Pilihan jalan hidup Kang Tjetje menunjukan keluhuran pemikiran seorang patriotik. Menurut Niccolo Machiavelli, patriotisme adalah hasrat keutamaan (virtuous) demi kebaikan bersama (common good), dan bukan identik dengan jargon-jargon nasionalistik. Rasa cinta tanah air mendorong setiap warga negara meraih kebaikan bersama yang tidak dibatasi jabatan atau posisi kekuasaan. Inilah yang membuat Kang Tjetje gelisah melihat realitas politik melenceng dari tujuan mulia, yakni meletakan kepentingan bersama (res publica) di atas kepentingan pribadi (res privata).

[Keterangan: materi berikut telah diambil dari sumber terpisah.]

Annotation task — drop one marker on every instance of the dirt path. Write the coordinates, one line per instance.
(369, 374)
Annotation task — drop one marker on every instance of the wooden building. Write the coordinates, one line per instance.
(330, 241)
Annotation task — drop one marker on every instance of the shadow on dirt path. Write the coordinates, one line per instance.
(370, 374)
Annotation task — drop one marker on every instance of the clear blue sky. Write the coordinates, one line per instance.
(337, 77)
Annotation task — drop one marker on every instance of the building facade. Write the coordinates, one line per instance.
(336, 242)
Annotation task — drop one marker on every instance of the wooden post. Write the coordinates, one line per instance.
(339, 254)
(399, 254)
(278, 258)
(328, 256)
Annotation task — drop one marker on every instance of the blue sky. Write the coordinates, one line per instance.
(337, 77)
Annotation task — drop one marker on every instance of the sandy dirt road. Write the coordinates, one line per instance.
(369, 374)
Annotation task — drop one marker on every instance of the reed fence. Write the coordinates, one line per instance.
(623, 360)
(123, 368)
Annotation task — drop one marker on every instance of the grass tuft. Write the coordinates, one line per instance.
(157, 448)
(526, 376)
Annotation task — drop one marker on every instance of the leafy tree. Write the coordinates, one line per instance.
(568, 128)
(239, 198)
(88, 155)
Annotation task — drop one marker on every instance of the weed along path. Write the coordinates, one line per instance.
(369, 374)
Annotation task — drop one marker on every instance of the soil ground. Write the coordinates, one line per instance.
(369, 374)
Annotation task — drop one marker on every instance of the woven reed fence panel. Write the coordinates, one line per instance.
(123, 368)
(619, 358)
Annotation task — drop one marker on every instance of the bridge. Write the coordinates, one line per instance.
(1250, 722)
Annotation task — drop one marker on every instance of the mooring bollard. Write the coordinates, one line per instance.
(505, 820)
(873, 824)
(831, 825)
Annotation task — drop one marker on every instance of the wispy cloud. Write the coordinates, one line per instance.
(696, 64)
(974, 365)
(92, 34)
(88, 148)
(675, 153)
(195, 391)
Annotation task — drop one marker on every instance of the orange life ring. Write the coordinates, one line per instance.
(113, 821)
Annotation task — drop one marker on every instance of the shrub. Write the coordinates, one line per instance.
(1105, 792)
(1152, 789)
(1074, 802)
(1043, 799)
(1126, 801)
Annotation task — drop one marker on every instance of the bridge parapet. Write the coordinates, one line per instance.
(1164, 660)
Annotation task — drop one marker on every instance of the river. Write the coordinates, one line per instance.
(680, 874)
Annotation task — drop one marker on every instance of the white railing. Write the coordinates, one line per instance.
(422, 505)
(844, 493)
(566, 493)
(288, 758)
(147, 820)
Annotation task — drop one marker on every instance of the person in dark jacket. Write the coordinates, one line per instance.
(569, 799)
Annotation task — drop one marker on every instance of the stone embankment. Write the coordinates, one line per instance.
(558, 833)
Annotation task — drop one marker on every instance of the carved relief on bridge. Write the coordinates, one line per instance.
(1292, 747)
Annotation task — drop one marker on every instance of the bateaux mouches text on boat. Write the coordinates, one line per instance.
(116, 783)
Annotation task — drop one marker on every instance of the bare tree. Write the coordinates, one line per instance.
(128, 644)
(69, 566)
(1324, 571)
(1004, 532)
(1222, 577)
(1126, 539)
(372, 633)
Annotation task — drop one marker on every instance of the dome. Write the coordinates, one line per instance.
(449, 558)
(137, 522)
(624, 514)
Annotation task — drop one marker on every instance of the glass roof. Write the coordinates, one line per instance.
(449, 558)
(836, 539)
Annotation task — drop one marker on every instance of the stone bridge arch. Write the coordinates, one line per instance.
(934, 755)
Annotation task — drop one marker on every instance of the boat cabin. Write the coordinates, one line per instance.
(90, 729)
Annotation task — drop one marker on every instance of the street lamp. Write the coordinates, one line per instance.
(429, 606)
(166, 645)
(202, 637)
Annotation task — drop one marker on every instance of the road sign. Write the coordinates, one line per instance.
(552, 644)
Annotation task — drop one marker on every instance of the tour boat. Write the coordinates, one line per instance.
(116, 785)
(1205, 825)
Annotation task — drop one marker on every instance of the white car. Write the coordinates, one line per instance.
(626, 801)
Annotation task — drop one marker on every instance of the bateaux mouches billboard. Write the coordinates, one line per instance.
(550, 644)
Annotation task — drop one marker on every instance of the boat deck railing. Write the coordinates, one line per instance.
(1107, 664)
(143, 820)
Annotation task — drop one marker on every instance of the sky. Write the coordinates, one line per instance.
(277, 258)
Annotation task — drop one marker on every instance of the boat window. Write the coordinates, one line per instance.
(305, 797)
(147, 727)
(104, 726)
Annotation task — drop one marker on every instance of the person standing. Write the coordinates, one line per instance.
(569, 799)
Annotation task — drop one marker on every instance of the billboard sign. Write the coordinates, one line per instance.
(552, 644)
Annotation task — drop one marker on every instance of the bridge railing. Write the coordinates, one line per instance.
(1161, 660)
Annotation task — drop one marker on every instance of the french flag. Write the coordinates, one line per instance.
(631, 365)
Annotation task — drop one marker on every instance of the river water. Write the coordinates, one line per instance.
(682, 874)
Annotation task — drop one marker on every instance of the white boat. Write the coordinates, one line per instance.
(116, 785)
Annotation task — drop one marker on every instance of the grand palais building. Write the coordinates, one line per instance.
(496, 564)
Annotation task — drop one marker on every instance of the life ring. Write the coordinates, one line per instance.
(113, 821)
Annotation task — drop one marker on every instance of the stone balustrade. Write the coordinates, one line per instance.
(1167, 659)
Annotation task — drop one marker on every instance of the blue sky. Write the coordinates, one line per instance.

Obituari ini adalah substansi sambutan saya yang disampaikan pada acara refleksi 80 tahun Tjetje Hidayat Padmadinata di Gedung Indonesia Menggugat Bandung tahun 2015. Saya sengaja memakai pisau analisis Machiavellian. Disamping ada kesamaan karakter paradoksal pada diri Kang Tjetje dengan Niccolo Machiavelli, juga karena banyak orang keliru menafsirkan pemikiran filusuf yang lahir di Florensia, Italia tahun 1469. Machiavelli dianggap mencetuskan ide politik kotor menghalalkan segala cara.

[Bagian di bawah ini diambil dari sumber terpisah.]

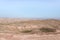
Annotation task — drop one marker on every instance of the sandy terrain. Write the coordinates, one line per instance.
(17, 29)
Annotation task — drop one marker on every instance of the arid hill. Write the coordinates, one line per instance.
(29, 29)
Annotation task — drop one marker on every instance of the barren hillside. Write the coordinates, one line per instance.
(28, 29)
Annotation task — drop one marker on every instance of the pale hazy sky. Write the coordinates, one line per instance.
(30, 8)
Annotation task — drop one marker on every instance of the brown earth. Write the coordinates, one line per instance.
(28, 29)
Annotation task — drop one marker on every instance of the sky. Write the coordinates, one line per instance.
(30, 8)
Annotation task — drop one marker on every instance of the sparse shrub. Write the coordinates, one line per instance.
(26, 31)
(47, 30)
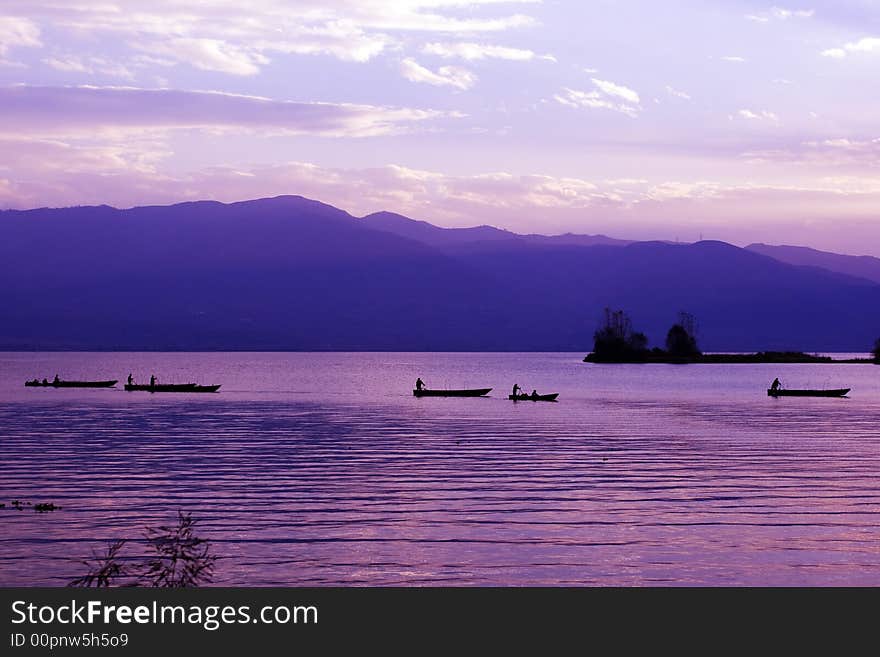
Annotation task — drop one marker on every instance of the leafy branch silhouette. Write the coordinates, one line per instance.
(177, 558)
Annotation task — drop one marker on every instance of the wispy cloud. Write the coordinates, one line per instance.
(605, 95)
(474, 51)
(91, 65)
(82, 111)
(239, 39)
(780, 13)
(445, 76)
(758, 115)
(18, 32)
(867, 44)
(676, 93)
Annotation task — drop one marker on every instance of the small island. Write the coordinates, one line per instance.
(616, 342)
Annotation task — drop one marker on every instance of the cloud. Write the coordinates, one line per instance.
(618, 90)
(838, 152)
(606, 95)
(209, 55)
(780, 13)
(239, 39)
(78, 111)
(672, 91)
(445, 76)
(74, 64)
(474, 51)
(867, 44)
(760, 115)
(18, 32)
(833, 211)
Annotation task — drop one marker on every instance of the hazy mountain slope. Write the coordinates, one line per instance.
(862, 266)
(290, 273)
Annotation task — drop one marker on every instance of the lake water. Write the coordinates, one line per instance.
(323, 469)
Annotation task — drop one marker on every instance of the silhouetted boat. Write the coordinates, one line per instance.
(473, 392)
(170, 387)
(787, 392)
(550, 397)
(71, 384)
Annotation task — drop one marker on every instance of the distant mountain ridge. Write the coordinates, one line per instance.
(866, 267)
(290, 273)
(427, 233)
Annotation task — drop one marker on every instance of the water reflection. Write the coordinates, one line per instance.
(628, 480)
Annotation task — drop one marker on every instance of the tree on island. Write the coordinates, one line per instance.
(616, 340)
(681, 340)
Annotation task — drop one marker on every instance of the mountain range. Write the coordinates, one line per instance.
(290, 273)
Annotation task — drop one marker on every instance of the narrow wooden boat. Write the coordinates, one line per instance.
(788, 392)
(473, 392)
(550, 397)
(170, 387)
(71, 384)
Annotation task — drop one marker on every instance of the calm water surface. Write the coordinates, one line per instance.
(320, 469)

Machiavelli memang sering disalahpahami, terutama pemikiran yang dituangkan dalam karya kontroversial Il Principle (Sang Pangeran) ditulis sekitar tahun 1513. Tetapi jangan lupa, bahwa Il Principle merupakan anjuran kepada penguasa yang mempunyai konteks historis spesifik. Ketika itu negara republik Florensia terancam jatuh akibat rongrongan penjajahan Spanyol, invasi kelompok barbar, intrik kekuasaan gereja, kebusukan kaum bangsawan, dan korupsi merajalela. Menghadapi situasi itu Machiavelli menegaskan penguasa semestinya ditakuti dan dicintai rakyatnya. Penguasa menjamin ketertiban boleh dengan cara-cara kekerasan. Bahkan moralitas ideal bagi Machiavelli bukan hal penting untuk mempertahankan kepentingan politik.

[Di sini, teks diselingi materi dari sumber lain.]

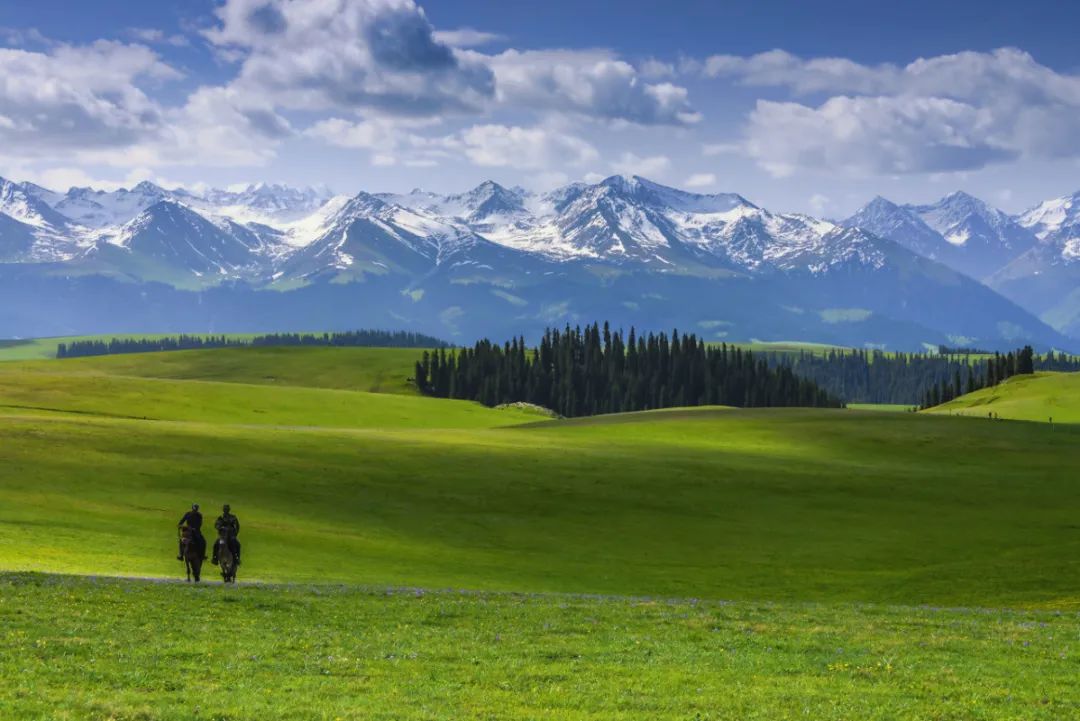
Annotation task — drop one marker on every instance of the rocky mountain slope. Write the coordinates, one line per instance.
(496, 260)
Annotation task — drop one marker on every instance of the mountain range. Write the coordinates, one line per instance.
(497, 260)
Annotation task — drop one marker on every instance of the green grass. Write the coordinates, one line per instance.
(881, 407)
(1037, 397)
(373, 369)
(826, 542)
(111, 650)
(795, 505)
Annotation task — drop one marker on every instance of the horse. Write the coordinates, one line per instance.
(192, 555)
(225, 558)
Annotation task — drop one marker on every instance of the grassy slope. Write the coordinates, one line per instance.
(788, 505)
(374, 369)
(882, 407)
(37, 349)
(1037, 397)
(78, 650)
(760, 504)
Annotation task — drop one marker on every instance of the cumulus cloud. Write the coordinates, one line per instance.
(349, 54)
(156, 37)
(216, 126)
(79, 96)
(467, 38)
(947, 113)
(589, 83)
(502, 146)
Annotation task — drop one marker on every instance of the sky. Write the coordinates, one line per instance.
(797, 106)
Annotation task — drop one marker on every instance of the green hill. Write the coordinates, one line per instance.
(1038, 397)
(558, 534)
(351, 486)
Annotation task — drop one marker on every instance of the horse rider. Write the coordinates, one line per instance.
(230, 525)
(193, 520)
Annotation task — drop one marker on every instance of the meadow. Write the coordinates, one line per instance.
(711, 563)
(1042, 397)
(75, 649)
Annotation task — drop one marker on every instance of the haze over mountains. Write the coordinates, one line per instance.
(498, 260)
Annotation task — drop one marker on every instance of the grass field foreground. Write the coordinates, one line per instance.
(162, 652)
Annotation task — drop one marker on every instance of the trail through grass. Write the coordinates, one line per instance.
(173, 653)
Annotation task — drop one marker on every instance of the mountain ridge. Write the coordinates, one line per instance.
(493, 256)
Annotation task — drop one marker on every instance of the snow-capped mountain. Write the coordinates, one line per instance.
(1047, 279)
(959, 231)
(97, 208)
(1054, 219)
(495, 260)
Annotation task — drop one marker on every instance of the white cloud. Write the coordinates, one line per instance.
(946, 113)
(79, 96)
(655, 69)
(819, 203)
(156, 37)
(349, 54)
(872, 135)
(721, 148)
(700, 180)
(589, 83)
(650, 166)
(216, 127)
(467, 38)
(501, 146)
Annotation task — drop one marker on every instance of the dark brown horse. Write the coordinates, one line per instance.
(225, 558)
(191, 553)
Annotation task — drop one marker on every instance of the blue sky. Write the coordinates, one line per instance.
(799, 106)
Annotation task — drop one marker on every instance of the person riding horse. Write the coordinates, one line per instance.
(192, 519)
(230, 525)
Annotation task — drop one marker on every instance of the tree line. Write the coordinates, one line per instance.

Demarkasi antara moralitas dan politik memberi arti bahwa politik soal duniawi mensyaratkan rasionalitas. Politik tidak lagi ditentukan oleh moralitas yang diukur berdasar dogmatisme agama. Pemikiran Machiavelli sesuai semangat zaman Renaissance, era pencerahaan abad pertengahan di dataran Eropa yang ditandai tumbuhnya kepercayaan akan kemampuan rasionalitas manusia mengatasi urusan-urusan kemaslahatan tanpa kekuasaan transenden.
Dengan kata lain Machiavelli sebetulnya orang pertama memulai tradisi pemikiran modern negara republik. Kaum republikan meniscayakan dua hal, pertama kemauan mendahulukan keutamaan publik (civic virtue). Kedua, warga negara bukan diatur oleh raja atau kekuasan absolut, tapi tunduk kepada hukum. Machiavelli menggarisbawahi warga negara yang mengikuti aturan hukum, maka dia memiliki kebebasan. Di sini perbedaan kebebasan republikan yang berlandaskan hukum mengandung sifat imperatif harus ada jaminan kebebasan bagi orang lain. Mengingat hukum adalah sistem impersonal mengatur tata-kelola kehidupan bersama. Sementara pemahaman kebebasan kaum liberal menitikberatkan kebebasan individual.